In conclusion, this study revealed that T1-weighted MRI measures can reveal significant morphometric differences in cortical thickness and volumetric measures that are correlated with low cognitive scores and exposure to fighting between impaired and nonimpaired active professional boxers. Exploratory analysis with various ML algorithms further revealed that despite the presence of such group-level morphometric differences, utilizing such regression-driven group-level analysis might not identify impaired and nonimpaired active professional boxers.

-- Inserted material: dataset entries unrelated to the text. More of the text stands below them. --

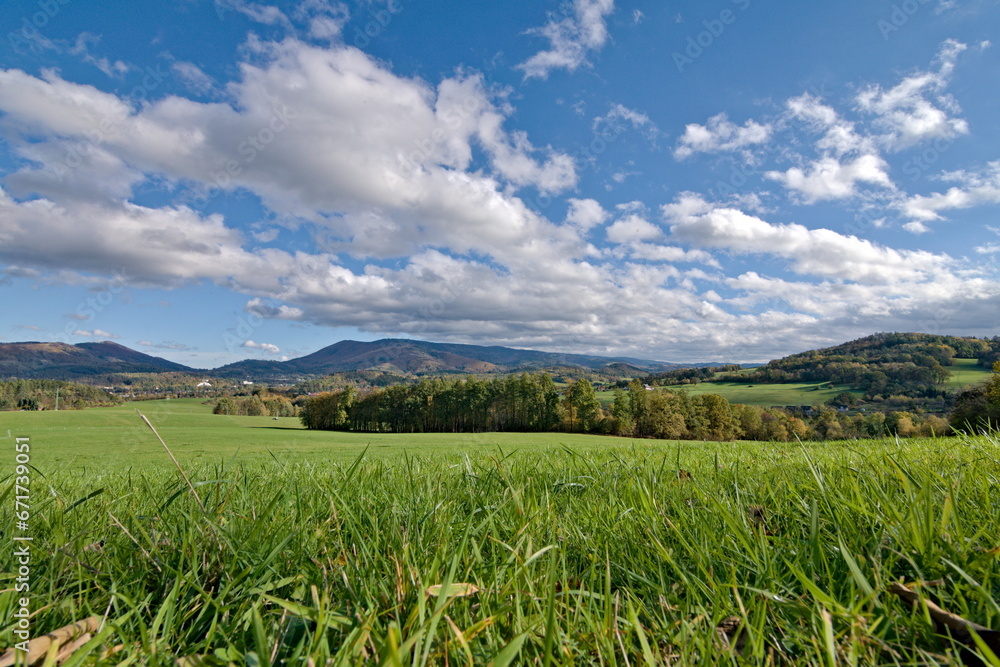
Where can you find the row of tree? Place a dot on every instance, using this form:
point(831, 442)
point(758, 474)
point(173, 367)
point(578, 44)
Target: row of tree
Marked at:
point(258, 405)
point(44, 394)
point(533, 403)
point(529, 402)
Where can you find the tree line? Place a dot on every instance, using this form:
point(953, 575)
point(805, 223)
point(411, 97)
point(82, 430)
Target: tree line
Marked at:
point(533, 403)
point(42, 394)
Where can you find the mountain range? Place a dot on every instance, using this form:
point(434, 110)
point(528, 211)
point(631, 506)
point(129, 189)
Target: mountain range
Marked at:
point(76, 362)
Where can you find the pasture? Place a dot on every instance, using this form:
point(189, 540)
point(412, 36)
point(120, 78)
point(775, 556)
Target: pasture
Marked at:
point(297, 547)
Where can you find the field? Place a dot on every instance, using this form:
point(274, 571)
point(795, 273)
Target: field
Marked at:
point(965, 372)
point(294, 548)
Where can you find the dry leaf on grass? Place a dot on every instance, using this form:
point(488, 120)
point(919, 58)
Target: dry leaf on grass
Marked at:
point(72, 635)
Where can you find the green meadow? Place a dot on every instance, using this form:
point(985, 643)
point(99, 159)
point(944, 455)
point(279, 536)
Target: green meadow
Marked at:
point(288, 547)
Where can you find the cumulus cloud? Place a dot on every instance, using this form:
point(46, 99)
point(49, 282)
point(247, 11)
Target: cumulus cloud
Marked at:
point(96, 333)
point(829, 178)
point(418, 183)
point(917, 109)
point(633, 228)
point(720, 134)
point(619, 116)
point(571, 37)
point(586, 213)
point(193, 77)
point(975, 189)
point(815, 252)
point(263, 347)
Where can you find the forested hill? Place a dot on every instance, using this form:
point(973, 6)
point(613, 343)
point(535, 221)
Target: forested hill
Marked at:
point(884, 364)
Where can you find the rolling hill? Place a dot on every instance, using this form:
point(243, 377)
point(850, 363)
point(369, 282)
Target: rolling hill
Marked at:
point(414, 357)
point(62, 361)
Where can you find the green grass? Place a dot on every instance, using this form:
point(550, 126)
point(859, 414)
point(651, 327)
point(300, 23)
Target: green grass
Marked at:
point(598, 552)
point(965, 372)
point(103, 437)
point(764, 395)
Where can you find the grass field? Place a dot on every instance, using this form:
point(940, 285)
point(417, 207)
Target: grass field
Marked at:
point(476, 550)
point(965, 372)
point(111, 437)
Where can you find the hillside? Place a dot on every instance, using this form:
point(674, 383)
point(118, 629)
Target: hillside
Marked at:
point(61, 361)
point(409, 357)
point(881, 365)
point(391, 356)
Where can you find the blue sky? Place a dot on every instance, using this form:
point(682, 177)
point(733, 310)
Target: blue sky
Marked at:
point(687, 181)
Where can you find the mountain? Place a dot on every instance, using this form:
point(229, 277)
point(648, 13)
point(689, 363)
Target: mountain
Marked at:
point(391, 355)
point(411, 356)
point(883, 364)
point(61, 361)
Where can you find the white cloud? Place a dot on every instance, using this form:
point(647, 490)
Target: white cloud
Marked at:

However, *a priori* hypothesis-driven T1-derived cortical thickness and volumes of certain brain regions are better capable to identify impaired and nonimpaired active professional boxers.

## Funding

This work was supported by an Institutional Development Award (IDeA) from the National Institute of General Medical Sciences of the National Institutes of Health under grant number 5P20GM109025, NINDS/NIA award under grant number R01NS117547, and Lincy foundation.

## DECLARATION OF INTEREST

The authors declare no conflict of interest.

## ACKNOWLEDGEMENTS

We would like to extend our sincere thanks to all the participants of the study, various research coordinators and MRI technologists without which the study would not have been completed. We would also like to thank Dr. Mark Lowe and Dr. Wanyong Shin from Cleveland Clinic for their assistance in setting up the MRI protocols at our center. The funding sources have no role in the study design, data collection, data analysis, interpretation, or writing of this article. All the authors had unrestricted access to the data in the study and had a final decision to submit it for publication.